La próxima entrada en vigor del Código Penal ha suscitado múltiples y variadas discusiones. Sin embargo, poco se ha dicho sobre la responsabilidad penal de las personas jurídicas, más allá de la importancia de que estas preparen planes de cumplimiento penal. No debiera ser, porque este es un tema trascendental para la seguridad jurídica, la libertad de empresa y el clima de inversión.
Resulta que los artículos 8, 9, 10 y 11 del nuevo Código Penal sientan las bases para un régimen de responsabilidad de las personas jurídicas difícilmente compatible con la Constitución de la República y los precedentes vinculantes establecidos por el Tribunal Constitucional. Esta alta corte tiene como jurisprudencia consolidada que las personas jurídicas, por su naturaleza, carecen de voluntad propia y, por lo tanto, no se les puede atribuir la responsabilidad por la comisión de un ilícito penal.
Por ejemplo, en la reciente sentencia TC/0589/25, el Tribunal señaló que: “Así las cosas, tomando en cuenta que el principio de personalidad de la pena se deriva del principio de culpabilidad, donde es la persona quien tiene la voluntad o facultad de ordenar y decidir su propia conducta y, por lo tanto, es quien debe responder penalmente. El antiguo dogma societas delinquere non potest expresa que las personas jurídicas no tienen conciencia ni voluntad propia para delinquir, sino que se hace necesaria la participación de una persona física para la toma de decisiones; resulta imposible atribuir la responsabilidad penal a una razón social […]”.
Esta contundente posición del Tribunal Constitucional impide que entre en nuestro ordenamiento la forma tan amplia en la cual se ha configurado la responsabilidad penal de las personas jurídicas en el nuevo Código Penal.
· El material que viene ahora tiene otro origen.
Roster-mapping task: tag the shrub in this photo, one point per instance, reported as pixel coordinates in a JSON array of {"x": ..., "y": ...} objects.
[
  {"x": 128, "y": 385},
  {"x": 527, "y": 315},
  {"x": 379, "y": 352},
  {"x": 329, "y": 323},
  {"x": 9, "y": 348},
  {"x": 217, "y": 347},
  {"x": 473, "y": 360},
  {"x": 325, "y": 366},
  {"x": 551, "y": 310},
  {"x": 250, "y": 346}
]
Hay excepciones, pero son pocas.
A esto se puede responder con argumentos propios de la dogmática penal de otros países, sobre todo Alemania, pero esto no tomaría en cuenta que lo vinculante en nuestro país no son las doctrinas nacidas en playas extranjeras, sino los precedentes del Tribunal Constitucional. Sobre todo, si ha sido reiterado en varias sentencias casi desde el inicio de su actividad jurisdiccional.
En su artículo 50 y 219 nuestra Constitución protege expresamente la libertad de empresa y la iniciativa económica privada, por su importancia en la creación de riqueza. En el mundo contemporáneo, las personas jurídicas son absolutamente necesarias para estos fines. No las criminalicemos.